„Wir hätten sehr gerne geholfen“
Normalerweise kümmern sie sich um Menschen, die auf der Straße leben: Sie fahren regelmäßig Suppenküchen an, die Bahnhofsmission, den Alexanderplatz. Seit 1995 ist das Arztmobil der Berliner Caritas an den einschlägigen Standorten der Stadt unterwegs, um auch jenen eine medizinische Grundversorgung zu ermöglichen, die ohne Dach über dem Kopf und ohne Krankenversicherung ihr Leben fristen. Wenn es gut geht, gelingt es sogar, den einen oder die andere für die Rückkehr in die soziale und medizinische Regelversorgung zu motivieren. Der umgebaute Kleintransporter, der als einfacher Behandlungsraum ausgestattet ist, ist unterwegs mit einem Arzt/einer Ärztin (aus einem Kreis niedergelassener Kollegen, die beim Arztmobil ehrenamtlich mitarbeiten), einer Pflegekraft und einer Sozialarbeiterin. Pro Einsatz behandeln sie an die fünfzehn Wohnungslose. Etwa 1500 Behandlungen pro Jahr finden statt.
Ende Oktober vergangenen Jahres hatten sie einen ganz ungewöhnlichen Einsatzort: Besorgte Helfer hatten sie zum Pariser Platz vor dem Brandenburger Tor zu Hilfe gerufen. Schließlich campierten dort auch 20 „Obdachlose“. Aber was heißt schon campieren? Genau das war ihnen ja von der Polizei untersagt worden. Zelte, Schlafsäcke, Decken und Isomatten waren ihnen abgenommen worden. Pappdeckel mit Kerzen drauf hätten keinesfalls als Sitzunterlage benutzt werden dürfen. Nur Regenschirme waren als Schutz vor Regen und Kälte erlaubt. Und so bot sich den Helfern vom Caritas-Arztmobil ein „skurriles“ Bild: „Zwischen den vielen Touristen, Schaustellern, Diplomaten, Politikern, Polizisten und Massen von Journalisten bekamen wir die, um die es ging, fast gar nicht zu sehen“, erzählt Caritas-Sozialarbeiterin Jenny Kröger. Die, um die es ging, waren 20 bayrische Asylbewerber, die Anfang September in Würzburg „illegal“ zu ihrem 600 Kilometer langen Marsch nach Berlin aufgebrochen waren. Denn Asylbewerber dürfen die Grenzen des Landkreises, in dem sie untergebracht sind, eigentlich gar nicht verlassen. Genau gegen diese Residenzpflicht, die Unterbringung in Sammelunterkünften und für einen Abschiebestopp wollten sie mit ihrer Aktion protestieren.

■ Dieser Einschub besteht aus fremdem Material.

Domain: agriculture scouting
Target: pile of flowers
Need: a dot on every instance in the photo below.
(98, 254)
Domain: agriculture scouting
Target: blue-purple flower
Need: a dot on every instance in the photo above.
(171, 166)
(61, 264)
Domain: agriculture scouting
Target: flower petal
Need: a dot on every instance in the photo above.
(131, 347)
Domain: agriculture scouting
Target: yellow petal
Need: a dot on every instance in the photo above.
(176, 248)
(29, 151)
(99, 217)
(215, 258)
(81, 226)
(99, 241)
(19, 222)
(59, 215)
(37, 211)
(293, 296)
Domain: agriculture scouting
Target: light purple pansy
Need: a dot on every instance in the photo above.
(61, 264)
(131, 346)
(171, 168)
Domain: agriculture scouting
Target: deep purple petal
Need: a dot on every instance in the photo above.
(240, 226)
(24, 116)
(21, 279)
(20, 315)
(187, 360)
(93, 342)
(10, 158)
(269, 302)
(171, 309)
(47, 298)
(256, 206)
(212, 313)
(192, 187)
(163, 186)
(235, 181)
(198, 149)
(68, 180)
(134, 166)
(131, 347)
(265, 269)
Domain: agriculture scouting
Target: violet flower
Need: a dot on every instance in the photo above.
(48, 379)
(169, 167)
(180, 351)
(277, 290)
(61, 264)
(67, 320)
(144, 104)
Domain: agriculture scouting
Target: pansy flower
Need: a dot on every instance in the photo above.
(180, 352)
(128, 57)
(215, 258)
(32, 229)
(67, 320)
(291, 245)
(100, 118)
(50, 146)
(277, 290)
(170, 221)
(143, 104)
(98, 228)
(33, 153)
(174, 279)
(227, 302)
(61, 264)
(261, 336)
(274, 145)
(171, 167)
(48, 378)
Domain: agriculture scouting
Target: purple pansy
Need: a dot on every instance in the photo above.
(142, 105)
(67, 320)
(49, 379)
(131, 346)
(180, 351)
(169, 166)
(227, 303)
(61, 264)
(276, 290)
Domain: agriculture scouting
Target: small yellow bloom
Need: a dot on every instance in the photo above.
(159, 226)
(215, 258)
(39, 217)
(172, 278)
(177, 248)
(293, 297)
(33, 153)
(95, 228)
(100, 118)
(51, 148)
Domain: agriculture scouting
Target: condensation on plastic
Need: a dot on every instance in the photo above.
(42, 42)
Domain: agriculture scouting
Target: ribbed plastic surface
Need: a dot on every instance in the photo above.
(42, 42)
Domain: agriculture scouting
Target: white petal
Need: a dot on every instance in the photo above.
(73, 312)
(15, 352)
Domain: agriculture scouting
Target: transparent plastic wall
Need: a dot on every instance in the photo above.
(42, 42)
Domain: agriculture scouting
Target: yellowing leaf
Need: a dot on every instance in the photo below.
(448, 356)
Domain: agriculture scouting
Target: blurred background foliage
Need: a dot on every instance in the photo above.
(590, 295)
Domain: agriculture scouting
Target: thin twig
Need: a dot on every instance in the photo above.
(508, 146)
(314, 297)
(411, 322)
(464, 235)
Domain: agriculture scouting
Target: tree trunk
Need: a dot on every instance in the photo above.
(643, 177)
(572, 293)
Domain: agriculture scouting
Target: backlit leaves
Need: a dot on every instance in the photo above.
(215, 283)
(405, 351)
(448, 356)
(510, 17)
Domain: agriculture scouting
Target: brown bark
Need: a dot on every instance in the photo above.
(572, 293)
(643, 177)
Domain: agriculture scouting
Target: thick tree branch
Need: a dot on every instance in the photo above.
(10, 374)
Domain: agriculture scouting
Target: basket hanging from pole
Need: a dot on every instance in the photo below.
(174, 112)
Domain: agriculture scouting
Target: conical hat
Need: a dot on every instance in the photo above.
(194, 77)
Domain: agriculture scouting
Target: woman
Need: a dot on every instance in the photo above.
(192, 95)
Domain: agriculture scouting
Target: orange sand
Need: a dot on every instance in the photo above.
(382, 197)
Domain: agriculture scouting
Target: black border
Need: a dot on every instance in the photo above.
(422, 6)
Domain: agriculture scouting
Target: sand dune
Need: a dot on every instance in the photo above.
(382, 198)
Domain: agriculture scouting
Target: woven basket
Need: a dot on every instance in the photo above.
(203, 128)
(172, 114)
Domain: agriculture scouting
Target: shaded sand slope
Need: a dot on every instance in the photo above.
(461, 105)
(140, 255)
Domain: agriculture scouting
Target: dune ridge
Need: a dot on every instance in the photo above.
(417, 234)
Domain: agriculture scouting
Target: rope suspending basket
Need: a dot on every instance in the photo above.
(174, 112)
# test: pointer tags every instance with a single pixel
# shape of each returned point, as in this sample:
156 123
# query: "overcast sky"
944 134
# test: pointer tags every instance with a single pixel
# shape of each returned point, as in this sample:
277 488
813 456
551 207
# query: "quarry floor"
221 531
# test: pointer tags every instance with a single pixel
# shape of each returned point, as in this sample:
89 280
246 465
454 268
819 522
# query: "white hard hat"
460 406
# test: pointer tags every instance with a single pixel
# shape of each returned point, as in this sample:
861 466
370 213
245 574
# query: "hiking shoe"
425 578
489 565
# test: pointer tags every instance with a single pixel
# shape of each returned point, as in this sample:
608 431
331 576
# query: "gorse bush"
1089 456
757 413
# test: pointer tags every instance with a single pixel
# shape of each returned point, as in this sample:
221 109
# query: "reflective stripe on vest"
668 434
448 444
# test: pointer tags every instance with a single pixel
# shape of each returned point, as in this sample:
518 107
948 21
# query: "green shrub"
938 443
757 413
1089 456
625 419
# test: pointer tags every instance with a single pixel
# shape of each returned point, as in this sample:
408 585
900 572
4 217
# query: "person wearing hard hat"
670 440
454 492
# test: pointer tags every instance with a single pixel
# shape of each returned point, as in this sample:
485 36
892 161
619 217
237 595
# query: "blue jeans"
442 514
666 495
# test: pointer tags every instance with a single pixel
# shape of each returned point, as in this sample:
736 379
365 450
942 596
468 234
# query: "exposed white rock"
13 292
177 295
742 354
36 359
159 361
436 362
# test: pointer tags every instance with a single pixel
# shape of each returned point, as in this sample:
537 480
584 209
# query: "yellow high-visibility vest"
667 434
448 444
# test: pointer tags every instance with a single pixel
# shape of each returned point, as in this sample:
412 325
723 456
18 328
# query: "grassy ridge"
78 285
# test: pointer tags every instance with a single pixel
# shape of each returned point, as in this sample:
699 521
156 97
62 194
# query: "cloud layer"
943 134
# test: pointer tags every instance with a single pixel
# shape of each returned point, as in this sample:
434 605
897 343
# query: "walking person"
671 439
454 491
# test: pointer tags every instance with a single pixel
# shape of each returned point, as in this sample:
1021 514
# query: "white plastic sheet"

Als das Caritas-Arztmobil eintraf, waren sie schon einige Tage im medienwirksamen Hungerstreik. Nur drei von ihnen bekam das Team zu Gesicht. „Die anderen waren unter einem Haufen von Regenschirmen und Jacken verborgen.“ Und umringt von einem Heer von Helfern und twitternden Bleiberechtsaktivisten. „Das waren mehr Helfer als Flüchtlinge. Die wollten alle was machen und konnten nicht.“ Da kamen ihnen die Leute vom Arztmobil gerade recht, um sich wenigstens Rat zu holen: „Ist es gefährlich, wenn die Flüchtlinge bei den eisigen Temperaturen einschlafen?“ Das Arztmobil-Team verteilte Wärmepflaster. Einer der Flüchtlinge hatte Halsschmerzen. Aber er habe sich geweigert, Medikamente zu nehmen: Wenn schon im Hungerstreik ohne essen und trinken, dann sei auch keine Arznei erlaubt. Keiner der Hungerstreikenden habe Interesse an einer medizinischen Behandlung gehabt. „Wir hätten sehr gerne geholfen, aber das war leider nicht möglich, sagt Jenny Kröger. Sie persönlich habe es trotzdem sehr wichtig gefunden, dass „wir vor Ort waren, um unsere Unterstützung anzubieten. Zumindest konnten wir so die Helfer der Protestierenden beraten“.